If you need to make the numbers smaller, you can use the Chinese remainder theorem and the fact that 174 = 2*3*29. (Although that might be more work in the end than just using 174.) You can also factor 20 = 2*10, and 4 = 2*2. Shouldn't be all that hard...

By the way, if you really have to do everything on paper, you can see this thread (post #7) for a description of fast modular exponentiation.

Edit: Upon further reflection, using the Chinese remainder theorem definitely results in less work. Mod 2, we see that from left to right we have an even minus an odd plus an even minus an odd, resulting in an even, so it is congruent to 0 (mod 2). Mod 3, the first two terms are both 2^22 (mod 3) and so together are 0 (mod 3), and the next term is simply 1^33 (mod 3) which is 1 (mod 3), so we see that the expression is congruent to 0 (mod 3). Now all we have to do is show that the expression is congruent to 0 (mod 29) and we are done. Working mod 29 should be more manageable on paper than 174. For 4^33 you can use Fermat's little theorem to get that 4^33 = 4^28*4^5 is congruent to 4^5 (mod 29).

Moderator edit: This post was moved from a thread created by a duplicate post. Unfortunately I misread the time stamps on both threads, which is why this post preceeds the original post (which is post #2 below).

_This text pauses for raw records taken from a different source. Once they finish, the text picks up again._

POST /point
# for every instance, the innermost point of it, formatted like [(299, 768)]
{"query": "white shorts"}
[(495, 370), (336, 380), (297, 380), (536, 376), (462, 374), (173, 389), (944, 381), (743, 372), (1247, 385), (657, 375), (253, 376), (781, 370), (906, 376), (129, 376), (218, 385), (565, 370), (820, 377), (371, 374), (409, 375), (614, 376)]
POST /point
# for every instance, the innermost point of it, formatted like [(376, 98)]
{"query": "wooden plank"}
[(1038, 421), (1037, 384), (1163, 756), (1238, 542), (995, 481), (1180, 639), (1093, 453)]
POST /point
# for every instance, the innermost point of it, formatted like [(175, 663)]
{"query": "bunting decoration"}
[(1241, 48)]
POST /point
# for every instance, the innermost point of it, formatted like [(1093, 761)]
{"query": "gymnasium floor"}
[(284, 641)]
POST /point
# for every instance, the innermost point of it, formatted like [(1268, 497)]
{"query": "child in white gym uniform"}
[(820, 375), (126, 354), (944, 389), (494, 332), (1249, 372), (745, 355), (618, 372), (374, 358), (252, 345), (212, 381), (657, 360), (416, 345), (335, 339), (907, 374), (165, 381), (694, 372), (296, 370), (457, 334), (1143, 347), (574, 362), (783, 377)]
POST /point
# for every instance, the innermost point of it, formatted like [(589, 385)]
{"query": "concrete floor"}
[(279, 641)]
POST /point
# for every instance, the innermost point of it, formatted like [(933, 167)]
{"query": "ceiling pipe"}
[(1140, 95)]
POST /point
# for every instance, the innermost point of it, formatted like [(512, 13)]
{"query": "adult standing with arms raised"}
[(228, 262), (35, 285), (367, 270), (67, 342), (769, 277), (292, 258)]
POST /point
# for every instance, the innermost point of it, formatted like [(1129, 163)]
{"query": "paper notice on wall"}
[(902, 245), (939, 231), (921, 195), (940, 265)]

Apologies for any confusion.

2. Proving divisibility

Prove that 20^22 - 17^22 + 4^33 - 1 is divisible by 174.

3. Originally Posted by the undertaker
Prove that 20^22 - 17^22 + 4^33 - 1 is divisible by 174.
Note that $174 = 2\cdot 3 \cdot 29$ we need to prove it is the multiple of 2 , 3 and 29 separately .

It is easy to prove it is divisible by 2 and 3 , i give them yo you .

I will prove it is divisible by 29 .

$20^{22} - 17^{22} + 4^{33} - 1$

$= (4^{22}5^{22}) +4^{33} - (17^{22} + 1)$

$= (4^{22}5^{22}) + (4^{22}4^{11}) - ((17^2)^{11} + 1)$

$= 4^{22} ( 5^{22} + 4^{11} ) - (289^{11} + 1)$

$\equiv 4^{22} ( 5^{22} + (-25)^{11}) - ( (289-290)^{11} + 1) \bmod{29}$

$\equiv 4^{22} ( 25^{11} - 25^{11}) - ( -1 + 1) \bmod{29} \equiv 0 \bmod{29}$

EDIT :

Is it a odd or an even number ?

And note that

$20 \equiv -1 \bmod{3}$
$17 \equiv -1 \bmod{3}$
$4 \equiv 1 \bmod{3}$

4. Thanks simplependulum,
but could you also prove it divisble by 2 and 3?
cheers.

5. Originally Posted by the undertaker
Thanks simplependulum,
but could you also prove it divisble by 2 and 3?
cheers.
I already did this in my post.. was it not clear?